Léandre pila au bout du couloir. Sur le seuil de la porte qui venait de claquer, il reconnut Wendy et Charly, côte à côte. Les deux complices semblaient faire barrage à un homme. Le regard de Léandre avisa son sourire mielleux, son expression suffisante de celui sûr de ses acquis et tout permis.

Sa voix doucereuse et Léandre fut glacé par son mépris. C'était ce qui l'avait interpellé, plus qu'une curiosité mal placée.

- Tu me déçois. Qu'est-ce qu'elle t'a raconté ?

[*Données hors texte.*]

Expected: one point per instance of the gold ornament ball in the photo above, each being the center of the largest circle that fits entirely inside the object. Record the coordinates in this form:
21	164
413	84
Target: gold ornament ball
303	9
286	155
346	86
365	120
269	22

- Je n'ai rien dit, Maxime, articula Wendy, animée par un infime espoir qu'il se contente de cette promesse pour déguerpir.

- Ils sont là, n'est-ce pas ? Les autres... Où est-ce que tu les as fourrés, Charly ?

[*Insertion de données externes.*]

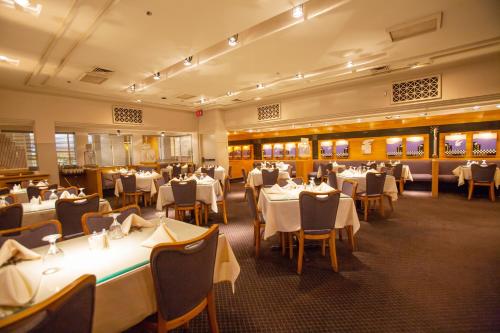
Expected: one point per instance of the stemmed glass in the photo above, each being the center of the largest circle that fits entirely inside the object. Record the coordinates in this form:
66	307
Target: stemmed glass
54	259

Iel se retourna pour découvrir, au bout du couloir, la silhouette statique de Léandre. Il ne comprenait pas un mot de ce qu'il se jouait. Dans son dos, il y avait Raphaël. Raphaël qui en savait assez long pour intervenir s'il le fallait. Le regard que Charly lui adressa était suppliant.

Iel se rappelait du matin où Maxime leur avait annoncé le départ de Wendy. Il avait rapidement conclu sa version des faits par une mise au point : chaque animateur était tenu de dissiper la curiosité des enfants. Pour éviter de heurter leur sensibilité selon les propres termes de Maxime, ils avaient menti en prétendant que le père de Wendy étant tombé malade, elle avait dû prendre le premier train pour rentrer chez elle.

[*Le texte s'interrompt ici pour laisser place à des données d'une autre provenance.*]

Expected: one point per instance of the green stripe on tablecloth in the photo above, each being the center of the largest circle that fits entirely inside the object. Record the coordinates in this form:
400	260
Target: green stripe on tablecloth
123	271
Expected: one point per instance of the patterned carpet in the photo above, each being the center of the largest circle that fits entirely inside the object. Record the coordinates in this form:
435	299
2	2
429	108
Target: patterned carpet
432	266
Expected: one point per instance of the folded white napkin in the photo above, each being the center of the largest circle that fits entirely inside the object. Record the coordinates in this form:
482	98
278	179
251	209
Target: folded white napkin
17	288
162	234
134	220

L'enfant que Wendy aurait approché de trop près ne s'était pas manifesté. Maxime était largement capable de s'assurer le silence d'un môme. Manipulateur, Charly lui avait toujours imaginé un tempérament colérique. C'était ce qui lui faisait peur, dans la manière dont Maxime les écrasait de sa présence et ne leur laissait pas d'autre choix que d'accepter sa venue. Il s'imposait.

- Hé, comme ça vous retournez tous votre veste !

Il s'était égosillé suffisamment fort pour être entendu des invités encore installés sur la terrasse. Dans le silence de la maison, il y eut un froissement. Le sourire de Maxime exultait et le visage de Charly s'était empourpré sous le coup de la colère. Iel avait du mal à garder les idées claires. Ce n'était pas pour rien qu'iel avait confié le contrôle de la situation à Raphaël. Ce dernier, qu'elle devinait pas tout à fait mettre de ses moyens, lui adressa un sourire confiant.

Un faux sourire.

Raphaël se retourna. Léandre porta sa main à son visage pour pincer la peau et la pétrir comme une pâte à modeler. Il pensa pour Wendy, puis à aux visages avides des premiers curieux qui prenaient d'assaut le salon et encore à Wendy qui n'avait décidément pas besoin de cela.

- Il n'y a rien à voir, réussit-il à marteler, d'une voix étranglée.

- Allez voir ailleurs si on y est, les vautours ! s'époumonna Raphaël, de sa voix éraillée qui résonna comme dans la nef d'une cathédrale.

Maxime semblait se délecter de la tournure qu'empruntait les événements. Il n'en avait pas demandé tant.

- Qu'est-ce que tu veux ? finit par demander Charly. Wendy a gardé ton petit secret et les moins naïfs et les moins influençables ont deviné que t'étais pas le petit gars parfait que tu présentes.